Certificati su indici con cedole fino al 28,5% annuo

Giovanni Picone Giovanni Picone - 23/06/2026 08:55

La narrativa AI spinge al rialzo i rendimenti dei certificati ora anche sui basket composti da indici azionari con l’utilizzo dell’indice Kospi. In questo approfondimento una selezione di certificati per cavalcare la narrativa AI con gli indici azionari

Quando si parla di investire su titoli legati all'AI, l'attenzione degli investitori si concentra quasi sempre sul Nasdaq 100. Tuttavia, negli ultimi mesi è emerso un altro indice che sta beneficiando in modo diretto della stessa narrativa: il KOSPI 200, principale indice azionario della Corea del Sud. La particolarità del mercato coreano è la sua forte concentrazione sul settore deisemiconduttori, vero collo di bottiglia dell'intera rivoluzione dell'Intelligenza Artificiale.
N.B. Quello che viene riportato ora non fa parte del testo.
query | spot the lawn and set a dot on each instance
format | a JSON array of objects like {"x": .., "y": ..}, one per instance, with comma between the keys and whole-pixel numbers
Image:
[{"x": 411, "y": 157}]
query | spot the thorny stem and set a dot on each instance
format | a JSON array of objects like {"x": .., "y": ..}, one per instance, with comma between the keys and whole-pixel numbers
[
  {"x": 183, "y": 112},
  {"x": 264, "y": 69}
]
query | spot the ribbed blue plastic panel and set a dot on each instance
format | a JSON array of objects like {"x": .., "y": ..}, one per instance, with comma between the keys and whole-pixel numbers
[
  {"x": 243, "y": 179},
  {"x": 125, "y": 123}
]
Oggi Samsung Electronics e SK Hynix rappresentano una quota estremamente rilevante dell'indice e, a seconda delle metodologie di calcolo e dei momenti di mercato, arrivano a pesare complessivamente tra il 45% e oltre il 50% dell'esposizione ai titoli più rappresentativi del listino coreano. Pertanto, se fino ad oggi il mondo degli investimenti guardava con interesse i titoli legati al tema dell’intelligenza artificiale rivolgendosi ai singoli titoli per spingere il rendimento dei certificati, monetizzando l’elevata volatilità che accompagna questa gamma di sottostanti, l’inserimento del Kospi 200 all’interno dei basket di sottostanti indici azionari sa dare il medesimo boost al rendimento potenziale. Per questo la novità di questi giorni è l’arrivo sul secondario di una serie di prodotti che stanno snaturando il benchmark di rendimento che fino ad oggi contraddistinguevano i prodotti su indici azionari, particolarmente utili per la costruzione della componente core di portafoglio. 

Per questa ragione abbiamo deciso di fare un approfondimento in merito, analizzando le novità e spiegando perché è possibile per gli emittenti offrire questi rendimenti così elevati.

Perché il Kospi 200

Molti investitori associano l'AI esclusivamente a Nvidia.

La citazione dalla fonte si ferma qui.